Current research on web search has focused on optimizing and evaluating single queries. However, a significant fraction of user queries are part of more complex tasks which span multiple queries across one or more search sessions. An ideal search engine would not only retrieve relevant results for a user's particular query but also be able to identify when the user is engaged in a more complex task and aid the user in completing that task. Toward optimizing whole-session or task relevance, we characterize and address the problem of intrinsic diversity (ID) in retrieval, a type of complex task that requires multiple interactions with current search engines. Unlike existing work on extrinsic diversity that deals with ambiguity in intent across multiple users, ID queries often have little ambiguity in intent but seek content covering a variety of aspects on a shared theme. In such scenarios, the underlying needs are typically exploratory, comparative, or breadth-oriented in nature. We identify and address three key problems for ID retrieval: identifying authentic examples of ID tasks from post-hoc analysis of behavioral signals in search logs; learning to identify initiator queries that mark the start of an ID search task; and given an initiator query, predicting which content to pre-fetch and rank.

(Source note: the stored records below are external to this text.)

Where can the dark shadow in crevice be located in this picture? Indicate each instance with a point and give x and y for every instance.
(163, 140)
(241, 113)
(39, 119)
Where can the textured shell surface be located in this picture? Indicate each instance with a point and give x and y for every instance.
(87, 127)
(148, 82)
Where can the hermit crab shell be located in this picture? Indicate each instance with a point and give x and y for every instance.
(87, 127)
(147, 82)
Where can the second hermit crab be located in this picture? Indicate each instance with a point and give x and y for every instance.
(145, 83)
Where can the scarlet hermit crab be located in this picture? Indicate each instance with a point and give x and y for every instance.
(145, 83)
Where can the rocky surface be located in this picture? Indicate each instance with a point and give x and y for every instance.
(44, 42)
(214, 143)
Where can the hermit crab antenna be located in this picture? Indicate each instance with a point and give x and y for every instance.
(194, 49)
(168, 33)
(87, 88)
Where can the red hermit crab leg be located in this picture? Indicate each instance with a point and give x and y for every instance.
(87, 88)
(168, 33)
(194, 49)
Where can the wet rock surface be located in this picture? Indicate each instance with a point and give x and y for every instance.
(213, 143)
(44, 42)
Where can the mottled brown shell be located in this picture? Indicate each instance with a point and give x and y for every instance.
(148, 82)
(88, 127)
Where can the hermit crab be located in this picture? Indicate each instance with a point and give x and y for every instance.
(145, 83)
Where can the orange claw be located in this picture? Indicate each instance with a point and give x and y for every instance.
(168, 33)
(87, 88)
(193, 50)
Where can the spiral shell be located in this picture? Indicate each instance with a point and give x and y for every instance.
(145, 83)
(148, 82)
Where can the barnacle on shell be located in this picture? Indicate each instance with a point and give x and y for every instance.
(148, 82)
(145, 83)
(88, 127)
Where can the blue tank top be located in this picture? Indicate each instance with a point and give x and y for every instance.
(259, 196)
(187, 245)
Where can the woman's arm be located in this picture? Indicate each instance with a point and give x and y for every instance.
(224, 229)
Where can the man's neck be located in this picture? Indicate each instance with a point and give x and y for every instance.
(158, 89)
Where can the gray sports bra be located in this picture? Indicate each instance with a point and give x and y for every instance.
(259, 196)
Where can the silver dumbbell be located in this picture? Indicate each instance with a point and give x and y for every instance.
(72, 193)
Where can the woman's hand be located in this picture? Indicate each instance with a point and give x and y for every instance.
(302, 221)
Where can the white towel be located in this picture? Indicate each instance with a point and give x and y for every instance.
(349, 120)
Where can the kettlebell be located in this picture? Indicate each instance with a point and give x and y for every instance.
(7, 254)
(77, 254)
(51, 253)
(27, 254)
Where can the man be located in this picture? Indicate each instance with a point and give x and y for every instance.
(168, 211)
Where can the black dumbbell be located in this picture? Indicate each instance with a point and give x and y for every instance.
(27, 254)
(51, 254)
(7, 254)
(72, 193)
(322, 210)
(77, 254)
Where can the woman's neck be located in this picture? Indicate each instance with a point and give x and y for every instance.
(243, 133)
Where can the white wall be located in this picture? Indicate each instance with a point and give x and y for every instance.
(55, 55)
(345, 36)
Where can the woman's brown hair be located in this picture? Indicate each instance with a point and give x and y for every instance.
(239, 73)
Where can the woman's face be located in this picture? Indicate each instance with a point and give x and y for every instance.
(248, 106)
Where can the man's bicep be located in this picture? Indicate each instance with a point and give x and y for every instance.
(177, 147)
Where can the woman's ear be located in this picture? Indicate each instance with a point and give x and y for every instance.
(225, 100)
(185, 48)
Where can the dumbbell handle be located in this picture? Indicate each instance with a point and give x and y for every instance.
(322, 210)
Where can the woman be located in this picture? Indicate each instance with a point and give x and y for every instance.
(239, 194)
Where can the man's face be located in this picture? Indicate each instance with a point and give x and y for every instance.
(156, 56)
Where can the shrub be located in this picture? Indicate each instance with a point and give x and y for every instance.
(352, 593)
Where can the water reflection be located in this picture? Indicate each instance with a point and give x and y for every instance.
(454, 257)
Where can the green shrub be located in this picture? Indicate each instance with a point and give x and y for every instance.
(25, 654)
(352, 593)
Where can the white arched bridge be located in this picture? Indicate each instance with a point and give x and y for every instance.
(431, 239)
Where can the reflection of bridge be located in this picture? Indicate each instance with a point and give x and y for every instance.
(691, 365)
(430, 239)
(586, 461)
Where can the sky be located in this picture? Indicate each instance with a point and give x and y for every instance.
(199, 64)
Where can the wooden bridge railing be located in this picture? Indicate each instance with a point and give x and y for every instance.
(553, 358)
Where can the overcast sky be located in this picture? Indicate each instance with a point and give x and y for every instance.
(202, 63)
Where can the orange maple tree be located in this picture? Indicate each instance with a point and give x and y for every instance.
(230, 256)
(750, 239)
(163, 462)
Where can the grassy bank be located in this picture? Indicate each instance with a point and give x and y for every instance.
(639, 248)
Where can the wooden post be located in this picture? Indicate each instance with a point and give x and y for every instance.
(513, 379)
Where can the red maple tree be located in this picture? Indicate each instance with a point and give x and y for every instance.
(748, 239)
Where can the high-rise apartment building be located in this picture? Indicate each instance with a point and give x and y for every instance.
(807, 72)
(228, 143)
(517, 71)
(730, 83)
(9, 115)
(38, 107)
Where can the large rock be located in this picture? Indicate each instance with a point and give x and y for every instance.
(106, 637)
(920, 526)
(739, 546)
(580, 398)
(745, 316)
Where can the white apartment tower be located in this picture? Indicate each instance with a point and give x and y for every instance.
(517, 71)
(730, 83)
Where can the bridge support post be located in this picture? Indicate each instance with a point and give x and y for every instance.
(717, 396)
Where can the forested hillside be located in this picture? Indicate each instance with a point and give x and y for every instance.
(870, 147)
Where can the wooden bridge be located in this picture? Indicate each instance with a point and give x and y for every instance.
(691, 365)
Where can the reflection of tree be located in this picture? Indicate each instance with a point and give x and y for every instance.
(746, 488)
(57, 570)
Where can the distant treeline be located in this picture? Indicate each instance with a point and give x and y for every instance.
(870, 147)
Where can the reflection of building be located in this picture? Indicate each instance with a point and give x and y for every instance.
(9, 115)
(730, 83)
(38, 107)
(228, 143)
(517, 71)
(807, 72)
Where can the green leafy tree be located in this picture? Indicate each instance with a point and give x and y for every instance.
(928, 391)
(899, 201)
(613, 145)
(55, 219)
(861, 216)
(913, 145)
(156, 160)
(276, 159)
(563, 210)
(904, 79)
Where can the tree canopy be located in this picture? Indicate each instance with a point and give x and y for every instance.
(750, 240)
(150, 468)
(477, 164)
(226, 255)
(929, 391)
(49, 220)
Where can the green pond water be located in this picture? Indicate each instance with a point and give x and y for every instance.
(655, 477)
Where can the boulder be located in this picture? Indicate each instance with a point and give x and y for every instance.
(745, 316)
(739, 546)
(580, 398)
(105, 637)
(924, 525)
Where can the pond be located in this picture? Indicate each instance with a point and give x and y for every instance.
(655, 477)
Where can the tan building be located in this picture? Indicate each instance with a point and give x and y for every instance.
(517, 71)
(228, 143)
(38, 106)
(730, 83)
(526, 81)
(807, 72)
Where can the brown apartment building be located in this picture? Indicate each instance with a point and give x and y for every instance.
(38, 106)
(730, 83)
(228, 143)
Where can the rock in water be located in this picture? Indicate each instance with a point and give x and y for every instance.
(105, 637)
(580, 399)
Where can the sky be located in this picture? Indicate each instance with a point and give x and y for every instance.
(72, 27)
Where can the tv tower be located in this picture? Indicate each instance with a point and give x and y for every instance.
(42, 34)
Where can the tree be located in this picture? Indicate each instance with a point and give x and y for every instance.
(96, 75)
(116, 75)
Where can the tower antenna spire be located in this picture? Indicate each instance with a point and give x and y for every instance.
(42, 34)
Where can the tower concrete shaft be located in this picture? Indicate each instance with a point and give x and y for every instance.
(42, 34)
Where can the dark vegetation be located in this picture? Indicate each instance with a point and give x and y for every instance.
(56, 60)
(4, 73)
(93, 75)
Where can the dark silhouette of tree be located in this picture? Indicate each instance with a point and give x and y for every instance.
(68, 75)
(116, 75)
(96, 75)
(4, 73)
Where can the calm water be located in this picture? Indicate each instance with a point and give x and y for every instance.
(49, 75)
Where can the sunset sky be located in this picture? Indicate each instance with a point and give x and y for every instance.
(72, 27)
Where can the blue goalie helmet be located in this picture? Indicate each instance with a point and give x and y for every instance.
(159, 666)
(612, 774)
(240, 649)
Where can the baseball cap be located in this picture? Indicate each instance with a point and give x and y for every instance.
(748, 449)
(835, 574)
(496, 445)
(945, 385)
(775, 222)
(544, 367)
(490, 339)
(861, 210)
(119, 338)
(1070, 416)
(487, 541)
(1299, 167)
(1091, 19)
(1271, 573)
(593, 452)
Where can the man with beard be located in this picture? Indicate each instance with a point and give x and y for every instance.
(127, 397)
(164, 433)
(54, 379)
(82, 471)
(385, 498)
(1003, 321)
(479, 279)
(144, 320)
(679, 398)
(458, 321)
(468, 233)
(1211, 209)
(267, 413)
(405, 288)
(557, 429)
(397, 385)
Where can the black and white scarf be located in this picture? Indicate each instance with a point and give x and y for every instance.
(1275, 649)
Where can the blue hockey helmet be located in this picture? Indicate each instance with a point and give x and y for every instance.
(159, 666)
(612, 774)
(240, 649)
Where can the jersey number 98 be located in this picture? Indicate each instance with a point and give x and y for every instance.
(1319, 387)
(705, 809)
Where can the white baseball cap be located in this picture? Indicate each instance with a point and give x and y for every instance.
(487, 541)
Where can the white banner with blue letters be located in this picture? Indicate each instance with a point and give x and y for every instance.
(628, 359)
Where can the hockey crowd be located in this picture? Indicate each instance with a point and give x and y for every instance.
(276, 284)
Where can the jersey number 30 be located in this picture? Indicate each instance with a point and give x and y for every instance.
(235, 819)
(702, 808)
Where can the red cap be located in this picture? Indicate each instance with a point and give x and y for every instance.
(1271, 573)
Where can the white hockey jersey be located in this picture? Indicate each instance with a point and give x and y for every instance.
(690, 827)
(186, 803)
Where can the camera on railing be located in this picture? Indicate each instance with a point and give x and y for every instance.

This is joint work with Karthik Raman and Kevyn Collins-Thompson and was the winner of the SIGIR 2013 Best Student Paper Award.

Speaker Bio

Paul Bennett is a Senior Researcher in the Context, Learning & User Experience for Search (CLUES) group at Microsoft Research where he focuses on the development, improvement, and analysis of machine learning and data mining methods as components of real-world, large-scale adaptive systems. His research has advanced techniques for ensemble methods and the combination of information sources, calibration, consensus methods for noisy supervision labels, active learning and evaluation, supervised classification (with an emphasis on hierarchical classification) and ranking with applications to information retrieval, crowdsourcing, behavioral modeling and analysis, and personalization. His recent work has been recognized with a SIGIR 2012 Best Paper Honorable Mention and a SIGIR 2013 Best Student Paper award. He completed his dissertation on combining text classifiers using reliability indicators in 2006 at Carnegie Mellon where he was advised by Profs. Jaime Carbonell and John Lafferty.